S’il est un thème rarement abordé au théâtre, c’est bien celui de l’euthanasie. A partir d’un texte du contemporain suisse Lukas Bärfuss, adepte de l’humour provocateur, Yvon Lapous relève le gant pour un spectacle qui donne à penser autant qu’à rire.
En montant ce texte, après Blier ou encore Thomas Bernhard, on peut dire que vous êtes un adepte de l’humour noir ?
Yvon Lapous : J’ai toujours apprécié les grands pessimistes comme Kafka ou Beckett.En fait, ce que j’aime, c’est quand il y a une contrepartie à l’humour. Mais ma référence par-dessus tout, c’est Harold Pinter qui propose un théâtre qui ressemble à l’expérience humaine, là où la dureté et l’humour vont au-delà des principes psychologiques.
« J’aime dans ce texte l’habile équilibre entre implicite et explicite. »
Que raconte ce Voyage d’Alice en Suisse ?
Y.L : C’est un texte qui fonctionne sur la rapidité : 24 séquences s’enchaînent en moins d’une heure vingt.
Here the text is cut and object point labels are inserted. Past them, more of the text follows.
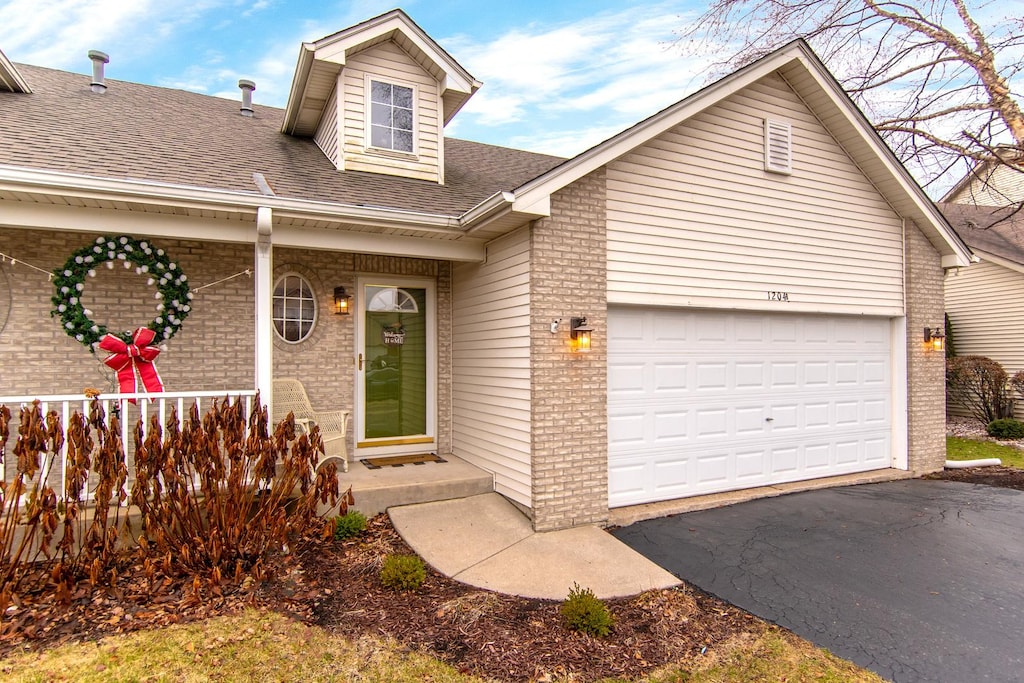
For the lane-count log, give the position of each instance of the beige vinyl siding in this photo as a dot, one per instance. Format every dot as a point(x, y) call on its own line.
point(1000, 186)
point(491, 361)
point(695, 220)
point(327, 132)
point(985, 303)
point(387, 61)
Son sous-titre dit bien ce qu’il raconte : « scènes de la vie de l’euthanasiste Gustav Strom ». Ce Strom est un médecin suisse qui pratique couramment l’euthanasie et voit débarquer chez lui quelques clients : parmi eux, un anglais qu’on comprend sans comprendre, comme s’il se cachait derrière un rideau de mots, qui est physiquement malade, et Alice qui, elle, souffre mentalement d’être au monde – qui d’une certaine manière est bipolaire – et va demander une assistance au suicide.
Ce spectacle pose-t-il la question de la légitimité de l’euthanasie ?
Y.L : Ce n’est pas son objectif même si Bärfuss l’a écrit en constatant que la Suisse, qui autorise l’euthanasie, risquait de devenir un mouroir de l’Europe. En fait, le cas d’Alice devient vite délirant et le spectacle, qui commence avec un exposé clinique du problème, rentre ensuite dans une véritable fiction théâtrale. Le thème devient une porte ouverte vers l’humour et la cocasserie.
C’est ce qui vous a séduit ?
Y.L : J’aime dans ce texte l’habile équilibre entre implicite et explicite, l’alternance entre des dialogues vifs et des plages plus introspectives, le suspens autour du devenir d’Alice et cette arrivée progressive du sentiment qui fait que ce qui paraissait simple redevient compliqué.
Propos recueillis par Eric Demey
Avignon Off. Le Voyage d’Alice en Suisse de Lukas Bärfuss, mise en scène d’Yvon Lapous, du 6 au 26 juillet au Grenier à sel, 2 rue du Rempart St-Lazare. Relâche le 18 juillet. Tel : 04 90 27 09 11.